There is a beautiful scene where Cameron is fighting to keep her eyes open and literally defines her relationship with Joe by cradling the phone like it actually is Joe and places it facing her on the bed as she falls asleep (Joe actually stays on the phone waiting for her to wake up again).
There is a bookend scene later where Joe reinforces the point by looking at the character from the Beta of Cameron’s newest game with the same longing as if he was looking directly at Cameron herself.
Thank God he finally allowed himself to break the wall, traverse the fantasy, and go to her.
Cameron has been working on a video game that ends by rewarding the player by returning them to the very beginning of the game but while retaining all of the information that they have gathered along the way.
Both Joe and Cameron want to return to the beginning when they first fell in love, the question is if all the damage that has already been done to each other (the information they have gathered along the way) could allow them to succeed at a game they have both already played.
In other words, the question is not whether you can return home again but rather, can home be even better when you return?
Cameron tells Joe a story about her mother forcing her to enter beauty contests in Texas as a child (despite having no interest).
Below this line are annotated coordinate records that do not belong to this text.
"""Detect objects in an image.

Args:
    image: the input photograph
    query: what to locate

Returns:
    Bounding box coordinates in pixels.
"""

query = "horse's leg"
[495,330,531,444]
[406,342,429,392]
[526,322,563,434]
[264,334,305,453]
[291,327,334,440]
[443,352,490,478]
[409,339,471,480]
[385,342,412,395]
Eventually, despite disinterest, she wins one, being declared Little Miss Flawless 1970.
Cameron’s marriage to Tom, just like Joe’s many attempts to be even bigger than his father, are examples of ‘winning’ prizes that satisfy what she thinks the world (her Mom) wants from her and not what she truly desires for herself.
Another story Cameron shares, about trying to have a baby with Tom just to make him less disappointed in her, follows this same pattern. There is a part of Cameron that feels ashamed for not wanting what the world wants for her and she continuously tries to appease the world by making concessions to avoid their disappointment in her.
It seems ironic that her concession to Tom, who she never loved but was challenged intellectually by, resulted in him leaving her for another woman (good riddance, I always hated Tom who was a controlling prick to Cam because deep-down he knew that he was unworthy of her and that she didn’t love him).
Anyway, Cameron is single and Joe is single, and they love each other, and now they are together and talking about important things and acting like maybe, finally, they can both be happy together (kind of odd that I feel so invested in fictional characters finding happiness.
One other thing about Cameron’s video game (which Atari ultimately kills because it is not enough like Mortal Kombat), it is described by her as “Not a game you play, it’s a game you live.”
Joe and Cameron are both (finally) living their game.
I, for one, couldn’t be happier. If the series ends with Joe knocking on Cameron’s door at this new place of emotional security, I will be more than satisfied.
This is a show about five friends who are really a family, but at the core of this family is the mostly unrequited love and pain between Joe and Cameron.
This is not a game you play, it’s a game you live.
At times, the premiere was like a beautiful tone poem and it often made me authentically emotional (something that rarely happens).
Kudos to Cantwell and Rogers and Bon Voyage to Season Four!